Trwa spór o nowych sędziów Trybunału Konstytucyjnego. Kto ma ich wybrać? Kto broni zasad, a kto „robi skok na Trybunał"? Czy politycy tylko „walczą o łupy"? Co z tego sporu wynika dla polskiej demokracji? Czy jest naprawdę zagrożona czy raczej zyskała szanse wydostania się z wcześniejszych zagrożeń? No i najważniejsze: jak z tego wyjść?
Pytania i odpowiedzi padają coraz szybciej, budząc emocje, dzieląc ludzi i środowiska, splatając się w coraz większy supeł. Jak go rozplątać? Wyjaśnić istotę sporu? Znaleźć początek nici? Spróbujmy poszukać. Ustalmy zasady i procedury, wedle których wybierany jest skład Trybunału. Zobaczmy, kto ich bronił, kto zaś próbował je łamać.
Aktualna demokratyczna legitymacja
Sędziów polskiego Trybunału Konstytucyjnego „od zawsze" (czyli od jego powstania w roku 1985) wybiera Sejm. Wpierw jeszcze komunistyczny, zdominowany przez PZPR. Jednak od roku 1989 jest to Sejm wyłaniany przez obywateli w rzeczywistych wyborach.
Zwykły obywatel zgodziłby się bez wątpienia, że posłowie, korzystając ze swego prawa wyłaniania Trybunału, muszą mieć „legitymację słuszności": poparcie Polaków odnawiane w kolejnych wyborach. Dlatego nowych sędziów musi wybierać zawsze nowa większość sejmowa, nigdy stara, poprzednia.
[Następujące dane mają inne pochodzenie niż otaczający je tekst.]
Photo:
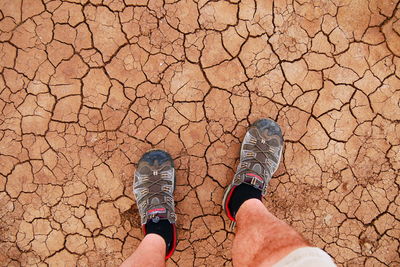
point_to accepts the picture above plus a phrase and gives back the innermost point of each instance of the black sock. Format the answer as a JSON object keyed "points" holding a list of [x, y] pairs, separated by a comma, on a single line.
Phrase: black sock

Z taką opinią zgodziłby się też politolog. Prawnik powiedziałby o „aktualnej legitymacji Sejmu wybierającego sędziów TK" i o „niewykraczaniu przez Sejm poza zakres czasowy własnych kompetencji, także tych determinowanych terminem wyborów parlamentarnych" (prof. Bogusław Banaszak).